In the past, it seemed that most of my feedback was after-the-fact feedback. Students were already done with their work and the feedback I was giving was no longer meaningful. Since the students had already received a grade on their work they felt that they were done with the assignment and were not willing to dig back into it. The feedback would have been worthwhile if I could have offered it while the students were working, but short of cramming more writing conferences into my already packed class period, I struggled to give the feedback in a timely fashion. Fast forward to 2018 and a little tool (Google Classroom) and her useful friends (private comments, Screencastify and Google Keep). Feedback no longer has to be scribbled in the margins of student work with the hopes that students will read it and do something with it, I can now reach the students while they are working and guide them in their work even if I don’t have the opportunity to speak with them face to face. Providing students with digital feedback as they work creates more personalized learning for students.

Private Comments: Google Classroom has a neat little feature where you can send private comments to individual students. To do this, simply open up the view of student work and click on the individual student. A private comment box will be below their work attachments.
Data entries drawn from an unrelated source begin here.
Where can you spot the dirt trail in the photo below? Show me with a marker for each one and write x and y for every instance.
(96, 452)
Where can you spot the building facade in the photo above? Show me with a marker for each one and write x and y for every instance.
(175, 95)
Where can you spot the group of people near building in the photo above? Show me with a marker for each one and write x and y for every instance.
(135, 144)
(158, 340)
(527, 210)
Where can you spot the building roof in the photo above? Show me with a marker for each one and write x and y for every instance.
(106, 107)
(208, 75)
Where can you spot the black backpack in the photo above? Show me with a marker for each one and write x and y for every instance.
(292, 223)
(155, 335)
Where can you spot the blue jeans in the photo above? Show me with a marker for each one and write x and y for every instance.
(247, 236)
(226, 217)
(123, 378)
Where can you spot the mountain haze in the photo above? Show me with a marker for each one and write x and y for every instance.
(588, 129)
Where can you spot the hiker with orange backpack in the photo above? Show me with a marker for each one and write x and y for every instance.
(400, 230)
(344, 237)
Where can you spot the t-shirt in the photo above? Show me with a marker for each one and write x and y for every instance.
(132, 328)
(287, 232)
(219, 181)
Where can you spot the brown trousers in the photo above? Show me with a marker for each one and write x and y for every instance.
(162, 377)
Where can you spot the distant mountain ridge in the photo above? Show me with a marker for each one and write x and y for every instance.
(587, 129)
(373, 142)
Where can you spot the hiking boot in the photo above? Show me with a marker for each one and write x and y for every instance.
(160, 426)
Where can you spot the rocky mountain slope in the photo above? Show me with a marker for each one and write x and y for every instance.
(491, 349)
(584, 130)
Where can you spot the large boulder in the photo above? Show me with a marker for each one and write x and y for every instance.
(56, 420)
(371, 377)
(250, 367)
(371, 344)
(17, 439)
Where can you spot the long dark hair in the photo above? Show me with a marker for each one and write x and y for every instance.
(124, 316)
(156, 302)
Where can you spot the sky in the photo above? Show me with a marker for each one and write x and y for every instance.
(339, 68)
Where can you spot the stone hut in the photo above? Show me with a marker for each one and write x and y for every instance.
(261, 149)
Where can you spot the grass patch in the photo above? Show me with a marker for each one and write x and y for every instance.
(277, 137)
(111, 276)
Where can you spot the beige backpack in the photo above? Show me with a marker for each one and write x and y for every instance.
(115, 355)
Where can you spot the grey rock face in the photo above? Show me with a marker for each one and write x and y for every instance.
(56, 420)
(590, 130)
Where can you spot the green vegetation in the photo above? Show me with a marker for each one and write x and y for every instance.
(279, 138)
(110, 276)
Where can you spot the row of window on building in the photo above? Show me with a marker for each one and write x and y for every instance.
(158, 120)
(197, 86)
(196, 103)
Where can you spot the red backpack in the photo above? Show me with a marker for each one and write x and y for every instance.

Private comment in Google Classroom

The student will get an email notifying them of the comment and when they click the blue reply button, they will be taken directly to the assignment. You can have an entire conversation with the student about their assignment via private comments.

The important thing to remember with this is to create comments while the student is still working and not after they have already turned in the assignment. Once that assignment is turned in, the student counts it as done and any feedback you give will be wasted. With this in mind, it is a good idea to not give students a grade on their work until after they have attended to any feedback.

Private Comments and Video Feedback: Sometimes you really want to dig into the work of a student and just leaving a few sentences is not enough. To do this, I like to use a program like Screencastify in conjunction with the private comment feature. When I want to give more detailed feedback, I open the student’s work, open Screencastify, record my screen and voice while I give feedback and then share the link to the video in the private comments. The student can then access the video and see/hear the feedback while they revisit their work.

Here is an example of how to create this type of feedback:

Once I have created the video, I simply grab the link to the video (which is now housed in my Drive in a folder called “Screencastify”) and place the link in the private comment section for the student.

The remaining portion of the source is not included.